Although a painting may be patentable as a design, if the owner elects to copyright, he must protect his copyright by repeating the statutory notice on every reproduction thereof.
191 F. 35 affirmed.
The facts, which involve the construction of the copyright law as to the statutory notice of copyright upon reproductions of paintings, are stated in the opinion.
MR. JUSTICE HOLMES delivered the opinion of the Court.

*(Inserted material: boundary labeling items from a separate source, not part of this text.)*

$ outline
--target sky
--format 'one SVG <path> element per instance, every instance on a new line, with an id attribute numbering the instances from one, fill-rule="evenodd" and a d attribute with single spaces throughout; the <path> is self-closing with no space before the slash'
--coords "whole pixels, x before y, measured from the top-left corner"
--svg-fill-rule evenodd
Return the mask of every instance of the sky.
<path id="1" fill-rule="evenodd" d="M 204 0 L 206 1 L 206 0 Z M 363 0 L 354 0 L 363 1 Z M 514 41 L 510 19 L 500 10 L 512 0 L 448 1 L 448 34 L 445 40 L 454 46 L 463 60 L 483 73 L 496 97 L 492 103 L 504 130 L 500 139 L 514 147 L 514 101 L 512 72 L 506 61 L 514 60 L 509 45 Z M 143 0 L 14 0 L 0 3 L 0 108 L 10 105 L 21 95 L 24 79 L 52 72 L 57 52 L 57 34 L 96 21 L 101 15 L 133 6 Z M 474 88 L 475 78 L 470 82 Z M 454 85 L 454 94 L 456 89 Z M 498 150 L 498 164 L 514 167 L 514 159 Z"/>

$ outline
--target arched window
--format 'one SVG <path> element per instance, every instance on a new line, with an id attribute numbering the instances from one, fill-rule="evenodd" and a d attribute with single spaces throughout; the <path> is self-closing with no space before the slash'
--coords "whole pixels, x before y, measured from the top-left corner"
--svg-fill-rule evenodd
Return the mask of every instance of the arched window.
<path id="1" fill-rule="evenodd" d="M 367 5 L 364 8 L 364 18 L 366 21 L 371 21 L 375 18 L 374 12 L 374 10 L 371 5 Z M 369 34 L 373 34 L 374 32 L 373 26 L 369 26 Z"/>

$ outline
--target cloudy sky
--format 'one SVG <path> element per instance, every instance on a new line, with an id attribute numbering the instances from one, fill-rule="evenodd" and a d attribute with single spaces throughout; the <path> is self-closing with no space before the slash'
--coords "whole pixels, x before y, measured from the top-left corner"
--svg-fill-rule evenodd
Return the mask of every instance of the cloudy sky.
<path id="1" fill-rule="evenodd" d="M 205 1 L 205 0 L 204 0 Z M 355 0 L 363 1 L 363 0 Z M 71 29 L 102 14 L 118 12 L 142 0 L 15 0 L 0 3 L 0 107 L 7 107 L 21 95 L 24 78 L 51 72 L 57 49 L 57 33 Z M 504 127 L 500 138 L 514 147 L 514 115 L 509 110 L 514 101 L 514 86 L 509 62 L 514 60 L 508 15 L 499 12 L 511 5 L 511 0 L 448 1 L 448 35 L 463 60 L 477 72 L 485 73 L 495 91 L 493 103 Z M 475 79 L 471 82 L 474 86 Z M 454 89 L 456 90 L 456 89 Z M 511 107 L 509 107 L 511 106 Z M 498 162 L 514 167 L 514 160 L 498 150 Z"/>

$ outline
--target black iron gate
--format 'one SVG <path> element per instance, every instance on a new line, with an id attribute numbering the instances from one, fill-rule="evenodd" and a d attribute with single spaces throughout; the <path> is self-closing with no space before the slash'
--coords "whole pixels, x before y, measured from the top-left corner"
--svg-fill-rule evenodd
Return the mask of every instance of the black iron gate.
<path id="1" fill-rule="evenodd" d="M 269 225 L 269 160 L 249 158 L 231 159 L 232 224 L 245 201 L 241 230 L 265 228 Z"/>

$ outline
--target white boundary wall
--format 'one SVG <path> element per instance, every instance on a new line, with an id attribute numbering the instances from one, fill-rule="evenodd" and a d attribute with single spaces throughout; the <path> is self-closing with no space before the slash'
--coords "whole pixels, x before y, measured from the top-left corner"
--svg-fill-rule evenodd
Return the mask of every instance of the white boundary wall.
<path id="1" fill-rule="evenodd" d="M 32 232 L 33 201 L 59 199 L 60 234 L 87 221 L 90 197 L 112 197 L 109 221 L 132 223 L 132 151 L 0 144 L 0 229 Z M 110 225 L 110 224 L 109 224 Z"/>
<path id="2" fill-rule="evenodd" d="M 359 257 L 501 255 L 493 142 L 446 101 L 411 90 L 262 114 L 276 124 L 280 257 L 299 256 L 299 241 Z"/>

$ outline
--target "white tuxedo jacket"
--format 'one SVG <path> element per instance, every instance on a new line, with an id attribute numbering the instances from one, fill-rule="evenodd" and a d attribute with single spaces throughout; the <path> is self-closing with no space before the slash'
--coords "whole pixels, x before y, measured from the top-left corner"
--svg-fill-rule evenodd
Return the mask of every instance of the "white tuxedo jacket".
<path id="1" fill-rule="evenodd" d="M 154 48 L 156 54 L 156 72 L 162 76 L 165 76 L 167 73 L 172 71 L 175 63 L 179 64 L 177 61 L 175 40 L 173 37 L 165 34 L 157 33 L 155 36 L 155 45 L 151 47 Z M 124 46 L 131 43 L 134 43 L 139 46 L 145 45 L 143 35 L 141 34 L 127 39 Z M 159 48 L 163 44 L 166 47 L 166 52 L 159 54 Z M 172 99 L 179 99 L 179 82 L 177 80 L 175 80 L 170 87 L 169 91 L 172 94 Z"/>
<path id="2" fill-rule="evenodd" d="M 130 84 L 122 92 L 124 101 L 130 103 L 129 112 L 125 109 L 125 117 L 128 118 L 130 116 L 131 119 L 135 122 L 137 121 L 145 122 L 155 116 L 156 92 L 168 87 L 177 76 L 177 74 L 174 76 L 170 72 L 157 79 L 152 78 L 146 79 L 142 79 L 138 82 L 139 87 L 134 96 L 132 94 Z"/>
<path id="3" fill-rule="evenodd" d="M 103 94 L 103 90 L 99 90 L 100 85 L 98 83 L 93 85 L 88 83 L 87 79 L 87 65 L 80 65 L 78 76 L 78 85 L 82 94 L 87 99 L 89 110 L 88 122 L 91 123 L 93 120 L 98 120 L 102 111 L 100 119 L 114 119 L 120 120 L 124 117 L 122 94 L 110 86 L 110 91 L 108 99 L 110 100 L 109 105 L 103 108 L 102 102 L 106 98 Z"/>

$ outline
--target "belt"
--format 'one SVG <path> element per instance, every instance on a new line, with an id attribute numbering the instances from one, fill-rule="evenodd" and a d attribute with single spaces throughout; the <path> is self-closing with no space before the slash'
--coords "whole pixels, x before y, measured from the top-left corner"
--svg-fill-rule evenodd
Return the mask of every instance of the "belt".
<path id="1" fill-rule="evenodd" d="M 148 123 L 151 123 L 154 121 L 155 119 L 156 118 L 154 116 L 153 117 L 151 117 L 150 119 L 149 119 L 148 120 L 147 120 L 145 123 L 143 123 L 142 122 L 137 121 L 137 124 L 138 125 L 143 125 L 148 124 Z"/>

This is a bill to restrain an alleged infringement of a copyright under the law as it was before the Act of March 4, 1909, viz., Rev.Stat. §§ 4952, 4970; Act of June 18, 1874, c. 301, 18 Stat. 78. The work alleged to be infringed was described as a painting representing
sprigs of holly, mistletoe, and spruce arranged in the form of an open cluster having substantially the outline of a square. It was exhibited in court, was a water color painting in fact, and no doubt might have been framed and used for the same purposes of pleasure as other more considerable works of art. But it was so designed that it could be reproduced in repetitions that fitted and continued one another side by side and above and below, and was reproduced in that way with twelve repetitions upon strips of paper having much the look of wall paper, and intended to be used in covering or wrapping boxes during the holiday season. Each strip bore a single notice of copyright. The circuit court, assuming that infringement was established, was of opinion that the work was a painting, capable of copyright, and also a design, patentable as such, but held that, as the appellant had elected to copyright, the notice must be repeated on each of the twelve squares, although they did not present themselves as separate squares on the continuous strip. 182 F. 150. The circuit court of appeals, reserving its opinion as to whether the sphere of copyright and patent for design overlapped, agreed with the circuit court that, if this was a painting, every reproduction of it must bear the statutory notice, and affirmed the dismissal of the bill. 191 F. 35.
It seems to us that the case is disposed of by the statement. The thing protected, and the only thing, was the painting, the whole of which was reproduced in a single square. Every reproduction of a copyrighted work must bear the statutory notice. American Tobacco Co. v. Werckmeister,207 U. S. 284, 207 U. S. 294. It is suggested that it is overtechnical to require a repetition of the notice upon every square in a single sheet that makes a harmonious whole. This argument tacitly assumes that we can look to such larger unity as the sheet possesses. But that unity is only the unity of a design that is not patented.
The protected object does not gain more extensive privileges by being repeated several times upon one sheet of paper, as anyone would recognize if it were the Gioconda. The appellant is claiming the same rights as if this work were one of the masterpieces of the world, and he must take them with the same limitations that would apply to a portrait, a Holy Family, or a scene of war.